In my time away from this blog (essentially 3 months), I’ve gotten very little writing done. Oh, I wrote the conference paper I referred to in Looking and the Gaze | Romance on Film and I delivered it successfully in Venice, which was definitely the high point of last semester. (I knew there was a reason I liked October!)
But as for sustained writing? Not so much.
I taught my usual number of classes (4) last semester; they were writing-heavy and also had a lot of students in them. Somehow, although my expertise is film, I’m expected to teach writing as well. That’s okay. I can. I have a B.A. and an M.A. in English, and I taught college-level writing for two years. But it’s beyond my current job description. I resent having to deal with what are essentially high-school level issues of grammar and composition. Lower than that, really.
(I’m sorry, but when I was a middle-schooler I wrote better than a significant number of my students. I’m not even talking style. I’m talking simple grammatical sentences with correct word usage.)
ESL students are one thing: they have their own issues — and so would I if I were getting an undergraduate degree in a language not my own. But first-language English speakers? I don’t get it. I understand not being particularly good at it — but lack of basic knowledge of grammar, punctuation, spelling? How did these students get into college?
Perhaps the same way I got in with less than college-level math?
All right. I’m judgmental. This is nothing new.
At any rate, without going into greater detail, I had a very heavy schedule last semester on the academic front, and so very little writing — academic or non-academic — got done. Folks think professors sit around, think deep thoughts, opine, work a few hours each week and get 3 months off during the summer.
‘Tisn’t the case.
Happily, I anticipate having more time when next semester starts at the end of January — specifically more time for writing. I have an internal grant that pays for a course release, which means I don’t have to teach one of my student- and writing-heavy classes. I won it for the purpose of revising the Venice paper as an article (by the beginning of August, I think). It’ll require additional research and possibly a trip to Los Angeles for that purpose, but I anticipate enjoying the process.
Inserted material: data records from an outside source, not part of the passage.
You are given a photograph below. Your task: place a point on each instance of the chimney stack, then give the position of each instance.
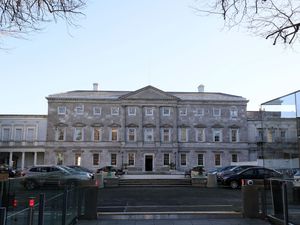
(201, 88)
(95, 86)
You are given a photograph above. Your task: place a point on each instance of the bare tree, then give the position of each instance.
(23, 16)
(278, 20)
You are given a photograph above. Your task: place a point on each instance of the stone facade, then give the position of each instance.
(146, 130)
(272, 136)
(22, 140)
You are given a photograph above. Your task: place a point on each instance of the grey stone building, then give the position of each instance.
(147, 129)
(22, 140)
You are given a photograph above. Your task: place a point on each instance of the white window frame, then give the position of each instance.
(111, 159)
(237, 158)
(183, 137)
(129, 129)
(33, 134)
(131, 111)
(150, 132)
(115, 111)
(61, 110)
(79, 109)
(169, 159)
(112, 130)
(166, 111)
(9, 134)
(233, 113)
(128, 157)
(149, 111)
(181, 159)
(216, 112)
(182, 111)
(97, 157)
(203, 162)
(215, 159)
(100, 133)
(57, 133)
(198, 131)
(21, 130)
(78, 132)
(237, 135)
(97, 111)
(168, 140)
(215, 133)
(77, 159)
(199, 112)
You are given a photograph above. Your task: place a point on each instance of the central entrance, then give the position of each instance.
(148, 162)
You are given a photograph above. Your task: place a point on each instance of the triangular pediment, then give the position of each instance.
(149, 93)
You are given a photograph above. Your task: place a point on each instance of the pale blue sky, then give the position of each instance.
(126, 45)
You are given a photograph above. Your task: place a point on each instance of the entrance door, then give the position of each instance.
(148, 163)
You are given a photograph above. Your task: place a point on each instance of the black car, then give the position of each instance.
(110, 169)
(234, 180)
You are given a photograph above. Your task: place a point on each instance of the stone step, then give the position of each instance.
(154, 182)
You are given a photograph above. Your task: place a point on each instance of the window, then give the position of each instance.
(166, 111)
(113, 159)
(217, 135)
(217, 159)
(216, 112)
(59, 158)
(18, 134)
(61, 110)
(200, 159)
(183, 134)
(79, 110)
(182, 111)
(148, 135)
(149, 111)
(115, 111)
(166, 159)
(234, 135)
(183, 159)
(96, 159)
(6, 134)
(131, 159)
(114, 134)
(233, 113)
(30, 136)
(166, 134)
(78, 134)
(131, 111)
(199, 112)
(234, 158)
(96, 134)
(131, 134)
(60, 133)
(97, 111)
(77, 159)
(270, 135)
(200, 134)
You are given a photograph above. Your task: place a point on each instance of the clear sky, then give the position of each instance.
(126, 45)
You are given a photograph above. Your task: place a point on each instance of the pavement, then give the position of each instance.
(202, 221)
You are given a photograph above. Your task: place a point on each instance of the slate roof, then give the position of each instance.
(116, 95)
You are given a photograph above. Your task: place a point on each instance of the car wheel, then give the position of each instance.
(30, 185)
(234, 184)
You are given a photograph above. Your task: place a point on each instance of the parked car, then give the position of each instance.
(110, 169)
(54, 175)
(232, 170)
(234, 180)
(297, 179)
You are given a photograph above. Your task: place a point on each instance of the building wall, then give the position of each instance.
(175, 121)
(22, 140)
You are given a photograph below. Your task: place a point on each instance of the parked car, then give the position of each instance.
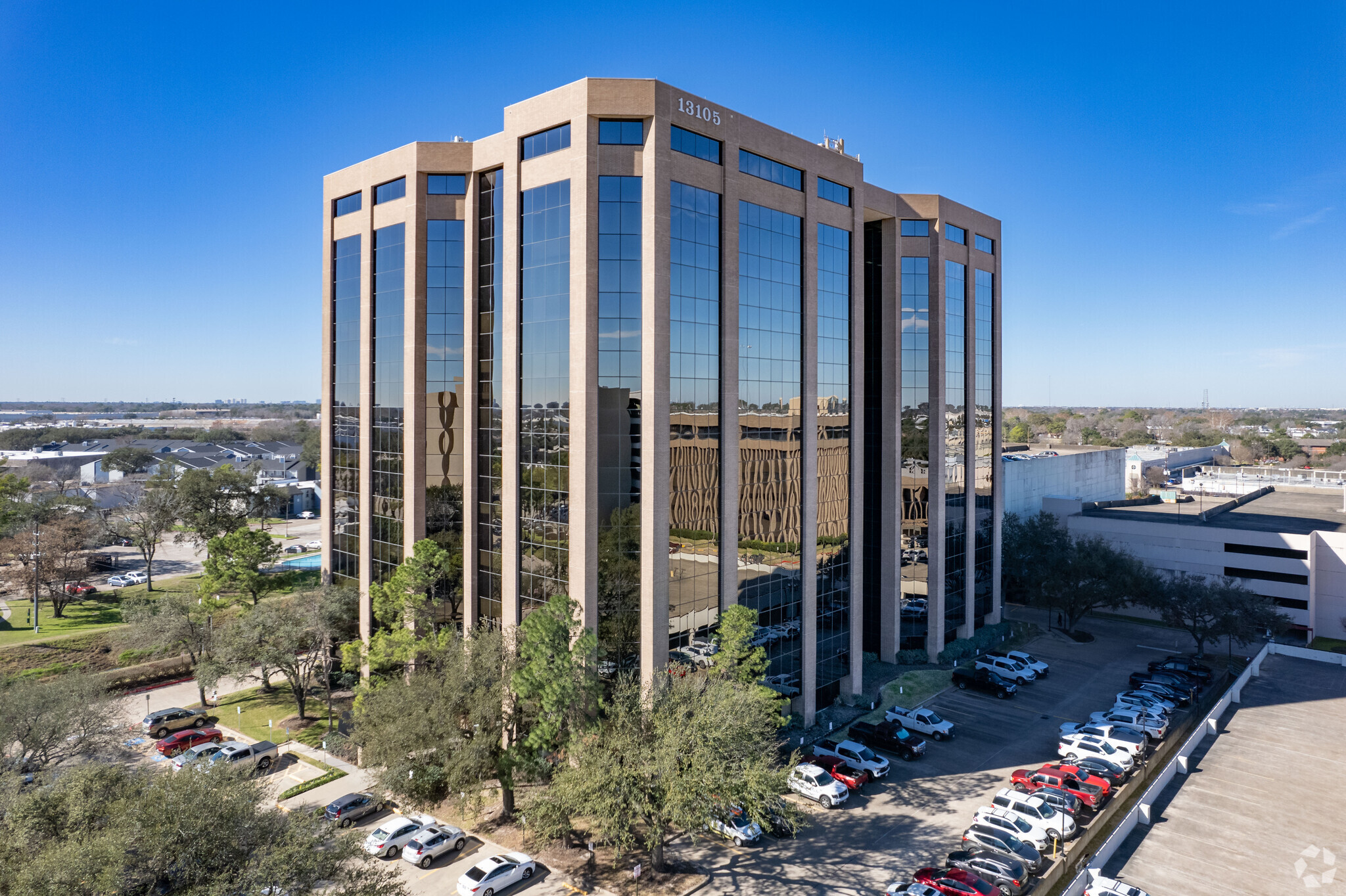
(843, 771)
(349, 809)
(1072, 747)
(493, 875)
(193, 753)
(891, 738)
(921, 720)
(1004, 874)
(735, 826)
(185, 740)
(1201, 671)
(1035, 807)
(260, 757)
(1126, 739)
(1006, 667)
(1132, 719)
(162, 721)
(1092, 792)
(1008, 822)
(434, 841)
(394, 833)
(983, 680)
(1102, 885)
(818, 785)
(954, 882)
(858, 755)
(1006, 844)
Before then, by the end of next month, I have to revise a chapter for a book which is under contract by Macmillan. Yay and all that, though I feel the pressure of time already. Still, I’m not going to start that process until next week (January 2, to be precise). I want to relax as much as possible until the holidays officially end.
The one you are collaborating with someone, and a third party dropped out? That one?
No, different project. I was invited to contribute a chapter to a different book entirely,
OK, you can’t just drop a Macmillon bomb and walk away. Splain, Lucy!